Marcos Moreno - Europa Press
MADRID 4 ago. (EUROPA PRESS) -
O governo demitiu uma funcionária do Departamento de Segurança Nacional (DSN) responsável pelo site desse órgão, após a publicação dos dados sobre a entrada em massa de migrantes em Ceuta na última sexta-feira, 31 de julho.
Segundo fontes governamentais, a mulher ocupava um cargo de confiança do qual foi afastada após a crise migratória na cidade autônoma, embora mantenha seu status de funcionária pública, o que lhe dá direito a ser transferida para outro cargo.
A entrada em massa de migrantes começou ao meio-dia de quinta-feira e se prolongou por praticamente todo o dia, mas o governo evitou divulgar, por canais oficiais, o número de pessoas que haviam entrado irregularmente no território nacional até mais de 24 horas depois, na sexta-feira, por volta das 14h.
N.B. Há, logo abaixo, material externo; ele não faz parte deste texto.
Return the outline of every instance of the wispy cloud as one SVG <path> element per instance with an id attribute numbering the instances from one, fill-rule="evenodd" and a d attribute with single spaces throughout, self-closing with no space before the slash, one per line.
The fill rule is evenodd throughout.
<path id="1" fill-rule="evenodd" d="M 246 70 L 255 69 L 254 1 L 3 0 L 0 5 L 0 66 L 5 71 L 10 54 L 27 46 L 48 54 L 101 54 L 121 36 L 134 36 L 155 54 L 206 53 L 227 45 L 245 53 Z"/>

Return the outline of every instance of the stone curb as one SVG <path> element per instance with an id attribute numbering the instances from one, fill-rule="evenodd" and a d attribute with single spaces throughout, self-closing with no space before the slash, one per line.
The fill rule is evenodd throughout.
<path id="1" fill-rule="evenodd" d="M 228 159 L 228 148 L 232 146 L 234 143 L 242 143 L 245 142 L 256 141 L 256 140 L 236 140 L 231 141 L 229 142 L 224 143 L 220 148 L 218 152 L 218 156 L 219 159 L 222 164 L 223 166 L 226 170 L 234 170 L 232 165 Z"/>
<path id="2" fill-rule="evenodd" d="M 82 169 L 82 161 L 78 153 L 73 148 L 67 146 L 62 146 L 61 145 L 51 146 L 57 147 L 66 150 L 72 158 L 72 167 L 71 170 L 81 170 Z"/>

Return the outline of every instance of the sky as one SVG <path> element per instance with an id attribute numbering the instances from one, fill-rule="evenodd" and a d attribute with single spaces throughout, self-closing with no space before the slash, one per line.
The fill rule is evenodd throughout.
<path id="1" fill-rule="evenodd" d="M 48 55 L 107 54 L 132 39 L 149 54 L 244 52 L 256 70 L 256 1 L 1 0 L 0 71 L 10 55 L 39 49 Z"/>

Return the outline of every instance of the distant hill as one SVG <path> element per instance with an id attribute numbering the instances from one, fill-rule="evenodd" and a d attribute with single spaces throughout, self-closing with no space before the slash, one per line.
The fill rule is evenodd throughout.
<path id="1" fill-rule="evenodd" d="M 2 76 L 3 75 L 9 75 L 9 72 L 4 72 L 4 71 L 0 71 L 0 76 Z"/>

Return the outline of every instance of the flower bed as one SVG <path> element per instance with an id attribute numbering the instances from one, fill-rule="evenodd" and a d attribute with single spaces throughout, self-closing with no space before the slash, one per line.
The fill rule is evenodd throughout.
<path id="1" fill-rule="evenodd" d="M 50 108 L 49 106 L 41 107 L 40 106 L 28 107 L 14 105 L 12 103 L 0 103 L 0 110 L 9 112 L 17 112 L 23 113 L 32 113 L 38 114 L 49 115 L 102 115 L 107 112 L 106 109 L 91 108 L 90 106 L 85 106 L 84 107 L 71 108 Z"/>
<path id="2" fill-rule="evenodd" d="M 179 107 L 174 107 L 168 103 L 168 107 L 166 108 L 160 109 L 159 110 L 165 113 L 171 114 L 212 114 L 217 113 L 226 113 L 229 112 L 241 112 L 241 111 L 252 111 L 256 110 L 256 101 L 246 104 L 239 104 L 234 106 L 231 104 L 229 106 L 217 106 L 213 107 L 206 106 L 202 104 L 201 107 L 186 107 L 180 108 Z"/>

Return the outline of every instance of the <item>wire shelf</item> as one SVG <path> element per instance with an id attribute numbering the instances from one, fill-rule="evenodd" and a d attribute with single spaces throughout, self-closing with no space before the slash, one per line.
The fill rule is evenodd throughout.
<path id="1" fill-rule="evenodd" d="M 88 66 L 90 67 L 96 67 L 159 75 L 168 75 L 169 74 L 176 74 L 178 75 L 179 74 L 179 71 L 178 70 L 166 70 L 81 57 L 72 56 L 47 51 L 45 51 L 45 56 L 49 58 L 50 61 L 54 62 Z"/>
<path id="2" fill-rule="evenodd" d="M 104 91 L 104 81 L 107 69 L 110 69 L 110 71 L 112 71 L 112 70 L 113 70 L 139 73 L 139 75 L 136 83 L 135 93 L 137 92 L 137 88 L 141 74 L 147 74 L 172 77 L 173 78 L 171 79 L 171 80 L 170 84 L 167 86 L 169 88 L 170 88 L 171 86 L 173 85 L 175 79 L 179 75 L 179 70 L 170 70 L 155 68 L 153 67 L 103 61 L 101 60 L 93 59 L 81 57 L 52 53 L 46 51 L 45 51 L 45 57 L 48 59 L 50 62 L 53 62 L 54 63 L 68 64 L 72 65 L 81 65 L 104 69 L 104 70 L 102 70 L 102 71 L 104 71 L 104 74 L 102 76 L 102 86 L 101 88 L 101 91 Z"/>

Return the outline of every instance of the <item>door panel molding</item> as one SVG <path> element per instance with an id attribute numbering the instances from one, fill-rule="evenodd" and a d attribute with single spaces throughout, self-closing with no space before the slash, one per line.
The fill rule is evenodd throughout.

No entanto, naquela mesma manhã, o site do Departamento de Segurança Nacional, que faz parte do Ministério da Presidência, publicou uma mensagem indicando que cerca de 49.000 pessoas haviam entrado em Ceuta em um único dia, o que constituía a crise migratória mais grave desde o ano de 2021.
Esse foi o primeiro número divulgado pelo governo, que elevou a crise a um nível sem precedentes, muito superior ao de maio de 2021, quando cerca de 10.000 pessoas entraram em Ceuta em aproximadamente 48 horas.
Até o momento, esta é a única trégua após esse episódio, cuja responsabilidade o governo atribui às máfias de tráfico de pessoas, ao mesmo tempo em que elogia a colaboração de Marrocos para o rápido retorno dos migrantes.